Who has keys to your home?
When you move into a new home, having the locks changed is something easily overlooked. With everything all going on at once, it isn't hard to miss something so seemingly trivial. But take a second to consider just how many copies of the keys to your new home might have been made and what sort of people may have them. While the previous occupants may be trustworthy enough even they may not be entirely aware of who has copies of the keys. It is quite possible that didn't even change the locks when they moved in. This means that the occupants before them and everyone they may have given keys to could still just walk into your home.
If this seems paranoid, just think about anyone you have given a set of keys to your home. Even on a loan during exceptional circumstances. You can make a copy of a set of keys in a matter of minutes.

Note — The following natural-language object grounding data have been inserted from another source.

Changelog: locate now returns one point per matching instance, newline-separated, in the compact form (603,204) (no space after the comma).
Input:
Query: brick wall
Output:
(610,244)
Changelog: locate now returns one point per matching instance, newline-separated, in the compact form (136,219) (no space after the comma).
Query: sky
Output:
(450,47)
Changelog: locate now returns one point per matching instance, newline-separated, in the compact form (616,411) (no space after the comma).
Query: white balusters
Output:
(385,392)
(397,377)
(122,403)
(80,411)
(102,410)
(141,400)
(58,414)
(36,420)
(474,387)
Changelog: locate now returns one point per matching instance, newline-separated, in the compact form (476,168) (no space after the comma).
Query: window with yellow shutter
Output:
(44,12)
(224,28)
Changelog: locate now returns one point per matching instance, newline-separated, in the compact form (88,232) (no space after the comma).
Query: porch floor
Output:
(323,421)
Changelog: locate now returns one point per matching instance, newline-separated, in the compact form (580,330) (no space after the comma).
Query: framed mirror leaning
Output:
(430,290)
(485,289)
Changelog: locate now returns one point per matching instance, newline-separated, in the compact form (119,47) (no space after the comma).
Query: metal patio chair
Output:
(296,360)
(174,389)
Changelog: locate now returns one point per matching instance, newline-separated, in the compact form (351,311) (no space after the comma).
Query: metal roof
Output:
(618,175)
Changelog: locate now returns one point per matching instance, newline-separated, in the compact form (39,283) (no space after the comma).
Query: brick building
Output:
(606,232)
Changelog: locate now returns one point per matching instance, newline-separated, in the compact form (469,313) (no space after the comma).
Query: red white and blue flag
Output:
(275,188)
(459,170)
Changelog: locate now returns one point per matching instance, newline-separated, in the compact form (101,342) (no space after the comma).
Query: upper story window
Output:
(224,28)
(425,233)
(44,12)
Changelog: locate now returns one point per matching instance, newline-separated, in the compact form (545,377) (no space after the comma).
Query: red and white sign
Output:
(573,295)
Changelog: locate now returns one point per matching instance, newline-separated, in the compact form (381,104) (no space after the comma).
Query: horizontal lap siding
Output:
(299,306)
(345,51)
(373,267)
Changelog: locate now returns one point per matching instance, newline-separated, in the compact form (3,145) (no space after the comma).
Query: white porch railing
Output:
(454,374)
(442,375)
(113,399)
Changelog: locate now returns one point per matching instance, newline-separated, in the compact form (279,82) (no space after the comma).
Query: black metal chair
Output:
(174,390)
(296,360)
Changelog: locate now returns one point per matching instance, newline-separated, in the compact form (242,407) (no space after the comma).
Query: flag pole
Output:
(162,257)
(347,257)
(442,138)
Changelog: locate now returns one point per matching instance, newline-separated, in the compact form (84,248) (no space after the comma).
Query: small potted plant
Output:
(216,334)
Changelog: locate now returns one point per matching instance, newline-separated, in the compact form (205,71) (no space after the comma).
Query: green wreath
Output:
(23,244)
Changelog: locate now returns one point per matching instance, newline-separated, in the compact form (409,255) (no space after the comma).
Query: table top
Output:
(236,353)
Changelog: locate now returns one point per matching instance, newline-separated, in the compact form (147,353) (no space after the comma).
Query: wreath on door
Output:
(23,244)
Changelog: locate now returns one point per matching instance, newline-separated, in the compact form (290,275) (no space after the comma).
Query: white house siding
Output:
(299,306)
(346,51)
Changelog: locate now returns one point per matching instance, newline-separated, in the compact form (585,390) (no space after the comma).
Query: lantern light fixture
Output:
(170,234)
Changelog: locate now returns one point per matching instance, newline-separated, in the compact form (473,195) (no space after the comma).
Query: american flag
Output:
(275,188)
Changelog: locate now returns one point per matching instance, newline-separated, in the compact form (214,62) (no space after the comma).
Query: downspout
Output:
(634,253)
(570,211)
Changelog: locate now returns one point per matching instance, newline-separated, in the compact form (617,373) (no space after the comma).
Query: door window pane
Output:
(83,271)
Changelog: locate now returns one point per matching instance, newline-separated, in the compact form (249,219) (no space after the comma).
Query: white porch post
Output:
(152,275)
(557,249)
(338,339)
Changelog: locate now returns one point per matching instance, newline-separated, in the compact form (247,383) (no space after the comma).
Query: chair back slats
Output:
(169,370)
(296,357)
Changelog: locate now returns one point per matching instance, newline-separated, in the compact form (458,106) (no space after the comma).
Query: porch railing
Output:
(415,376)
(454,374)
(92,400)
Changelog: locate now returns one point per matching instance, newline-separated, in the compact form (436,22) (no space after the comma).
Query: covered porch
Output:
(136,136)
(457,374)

Did you knwo that the odds of being burgled is doubled during the first year that you live in a new home compared to the national average. For that safety of you and your family, not to mention your peace of mind, the Association of Chief Police Officers recommends that the locks be changed when you move as soon as possible, preferably before you have finished unpacking your belongings. Just imagine, if you are burgled, this is the very worst time it could happen. When your possessions are all boxed and ready to be moved you don't want them to be easily available to a burglar.
A key piece of information to be aware of on this issue is that failing to change the locks when you move into your new home means that if someone does use a key to break in, your home insurance company can legitimately decline any claim you make. It is common practice for insurance policies to categorically state that a homeowner is responsible for taking what steps are reasonable in ensuring the security of the insured property.